PELALAWAN - Polsek Kuala Kampar melakukan penanganan karhutla di wilayah hukumnya dalam rangka mengantisipasi terjadinya karhutla.
Kegiatan ini dipimpin Kapolsek Kuala Kampar, AKP Rian Onel, MH, dan dihadiri oleh Kanit Laka Sat Lantas Polres Pelalawan, Iptu Nukman, SH, serta personel lainnya.
Kegiatan ini dilakukan di Desa Sungai Upih, Kec. Kuala Kampar, dengan koordinat 0°18'34.2"N 103°08'42.3"E. Tim melakukan pendinginan hari ke-5 di titik hotspot yang termonitor Dashboard Lancang Kuning.
"Melakukan pendinginan di titik hotspot yang termonitor Dashboard Lancang Kuning," kata AKP Rian Onel, SH, MH.

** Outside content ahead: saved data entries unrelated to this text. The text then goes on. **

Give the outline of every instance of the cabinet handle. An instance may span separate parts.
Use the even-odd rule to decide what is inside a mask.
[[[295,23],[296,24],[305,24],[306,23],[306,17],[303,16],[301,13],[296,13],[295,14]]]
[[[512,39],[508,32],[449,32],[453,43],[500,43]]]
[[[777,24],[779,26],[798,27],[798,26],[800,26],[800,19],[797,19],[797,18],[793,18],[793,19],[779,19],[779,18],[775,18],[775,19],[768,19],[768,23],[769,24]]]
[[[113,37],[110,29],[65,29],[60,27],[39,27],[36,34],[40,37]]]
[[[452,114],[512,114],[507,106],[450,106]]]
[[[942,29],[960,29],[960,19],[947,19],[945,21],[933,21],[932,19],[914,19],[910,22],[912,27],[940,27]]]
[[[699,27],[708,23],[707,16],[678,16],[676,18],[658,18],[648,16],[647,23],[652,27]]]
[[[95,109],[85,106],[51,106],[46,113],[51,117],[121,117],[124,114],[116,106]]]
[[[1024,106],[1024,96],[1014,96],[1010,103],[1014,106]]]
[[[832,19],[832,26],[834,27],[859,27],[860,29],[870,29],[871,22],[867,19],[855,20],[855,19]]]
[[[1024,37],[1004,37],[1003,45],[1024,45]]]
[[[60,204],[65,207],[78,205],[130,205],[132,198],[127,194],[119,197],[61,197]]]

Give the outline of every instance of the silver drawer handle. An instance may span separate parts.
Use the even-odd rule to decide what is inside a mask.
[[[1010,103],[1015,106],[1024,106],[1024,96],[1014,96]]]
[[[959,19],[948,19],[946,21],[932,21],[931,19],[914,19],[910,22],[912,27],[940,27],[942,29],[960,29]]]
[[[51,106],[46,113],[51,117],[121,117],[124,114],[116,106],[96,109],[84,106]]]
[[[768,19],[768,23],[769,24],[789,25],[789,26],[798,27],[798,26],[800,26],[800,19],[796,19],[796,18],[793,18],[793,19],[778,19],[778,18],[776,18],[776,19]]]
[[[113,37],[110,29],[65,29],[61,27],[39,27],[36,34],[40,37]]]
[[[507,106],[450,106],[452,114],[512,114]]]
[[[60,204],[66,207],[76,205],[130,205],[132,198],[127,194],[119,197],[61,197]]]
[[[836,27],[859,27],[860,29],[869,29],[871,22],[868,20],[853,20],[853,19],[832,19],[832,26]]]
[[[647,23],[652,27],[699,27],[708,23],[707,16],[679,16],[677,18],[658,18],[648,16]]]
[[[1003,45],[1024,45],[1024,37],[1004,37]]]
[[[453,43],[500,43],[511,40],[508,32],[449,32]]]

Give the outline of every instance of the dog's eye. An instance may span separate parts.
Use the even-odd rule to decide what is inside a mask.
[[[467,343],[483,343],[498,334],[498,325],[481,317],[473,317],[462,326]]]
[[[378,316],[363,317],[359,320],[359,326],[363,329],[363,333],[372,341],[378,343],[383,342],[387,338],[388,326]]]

"Kami berkoordinasi dengan perangkat desa dan pihak instansi terkait untuk melakukan upaya pendinginan di titik hotspot." Kegiatan ini diikuti oleh 15 personel Polri, 1 personil Damkar, 30 orang MPA, serta perangkat desa dan pihak instansi terkait lainnya. Mereka menggunakan peralatan seperti R2 15 unit, mini stricker 3 unit, mesin robin 1 unit, dan selang 38 gulung. Cuaca di lokasi panas ekstrim disertai angin kencang, sehingga membuat penanganan karhutla menjadi lebih sulit.
"Jarak yang ditempuh dari Polsek Kuala Kampar jauh ke lokasi dengan estimasi waktu 2,5 jam menggunakan R2," kata AKP Rian Onel.
Namun, tim tetap melakukan upaya pendinginan dengan maksimal. "Lokasi lahan titik HS saat ini api sudah padam, namun masih meninggalkan asap," kata AKP Rian Onel.
Kegiatan pendinginan berakhir pukul 17.30 WIB, situasi kondusif dan terkendali. Polsek Kuala Kampar akan terus melakukan pemantauan dan penanganan karhutla di wilayah hukumnya.
"Kami akan terus melakukan upaya untuk mengantisipasi terjadinya karhutla di wilayah hukum kami," kata AKP Rian Onel.